Story for performance #141
webcast from Sydney at 07:30PM, 08 Nov 05

The order was wrong. By the time she saw him again, she was an old woman and he was still young.

In his early 20s he looked like Hugh Grant—so much so that someone once asked for his autograph. His incredulity came from his modesty. That he also utterly expected it came from his understanding that the world was partially populated by dimwits. By his later 20s, after a drastic haircut, he looked more like George Clooney, but maybe that was just a general Irishness he got from both sides of his family. After he died, she would always see a George Clooney film, or watch him on chat shows, just to see how he would have looked at that age. She didn’t even particularly like George Clooney. But she needed a reference point to replace the North on her compass. One day on another continent, her compass had been smashed by a spoiled brat whose license should have been suspended long before. As if she needed another reason to hate landed gentry. But he was gone, and the spoiled brat was still driving around, with a metal plate in her head.

He had gone to the other country for his godson’s christening. Like his father, he was an enthusiastic atheist, but also like his father, he was careful to keep it to himself around those for whom God was the only comfort available. Those for whom God was an actual explanation both men held in low regard. So the child lived, and the godfather was killed in a crash, and when his effects came back they were still wet from the spoiled brat’s low speed plunge over a bridge. Had she been leaning over to fish a cigarette out of her bag? Had she been flirting too hard? No one would ever know.

People tried to make it make sense, attempting to replace Stupid Accident with Grand Tragedy. When those speeches started, the woman would cover her ears with invisible hands she developed just for the occasion, and pretend she was a dog who could not understand the wagging of strange tongues.

His death had had a moment, one attenuated by long distances and many ceremonies. But somehow his life kept living without him. He had passed the New York Bar Exam and never known it. The results came in the autumn after the summer he died, and his mother called the woman to share the news. Happiness rang hollow, and the two women walked around in the triumph like people walking through a house they had lived in years ago which was now, decades later, completely devoid of furniture.

She could still smell him, though more abstractly ten years on than she first had. The mistaken sightings had stopped, at least. Those were the worst—thinking she could see him down the street just because someone else had his gait, his lope, his floppy stride. But as long as she could smell him, she knew she was still looking for him. She didn’t believe in an afterlife, but she also didn’t believe that he could be gone. He wasn’t finished. Dead is dead, she knew, but what about all the things a person has left to do? At first she tried to do some of those leftover things for him. But she had enough trouble with her own cosmic ‘to do’ list to be examined by experts and be told her execution of his list was wanting. They weren’t the same person.
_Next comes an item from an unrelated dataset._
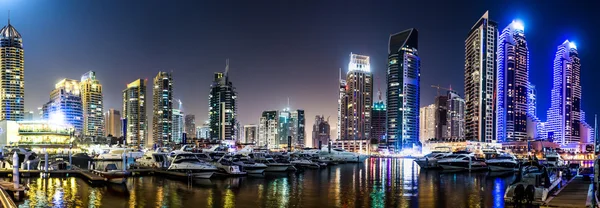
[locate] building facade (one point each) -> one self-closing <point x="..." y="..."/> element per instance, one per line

Forged in the same small town, fluent in the same philosophical languages, and yet they arrived at the cusp of adulthood two completely different social agents. There was plenty else to explain why, but after he died, she decided it was part of what she would let go so she could carry what she did not let go.

She lied about one thing to one person. It was an object lesson in the healing power of a lie. When young, and smart enough to be stupid in ways that wouldn’t kill him, he had done one unforgivable thing to her, and, one night while going through his documents, she quietly removed the journals of his life from that period that charted the events from meandering to temptation to resistance to weakness to guilt to sorrow to everything that came after that expelled them from their little Eden. Then she returned the remainder to his mother. For a day or two she argued with herself about it. But she reasoned that if she’d argued about it with herself before the extraction, the act and the argument would have meant something.

Sometimes she thought that to see him again would be a pretty good sign she was on her way out. Given a choice, she would like that sort of hallucination.

Time passed, because that’s what time does. If what does not kill us makes us strong, she grew strong. One day she fell in love again and this time she was grown, weathered by loss, and, in the paradoxical calculus of it all, better for it. There was no point in comparison. This time, instead of being expelled from Eden, she and the man she loved built their own.

The hallucination came many years later. Eden was in full flower, well populated. She was gardening, ignoring the arthritis that came on only in her eighties. She could hear her husband preparing dinner in the kitchen. She had always been clear with him that she could not grieve like that again, and, as this time would be much worse, she intended to go first. Sometimes when they lay in bed holding hands, she cried quietly because there was no afterlife, and with him she wanted to live forever.

In the middle of digging a hole for a tulip bulb, she felt a gentle hand on her shoulder, a young man’s hand. She looked up, and she was an old woman and he was still young.

Adapted for performance by Barbara Campbell from a story by Alexandra Keller.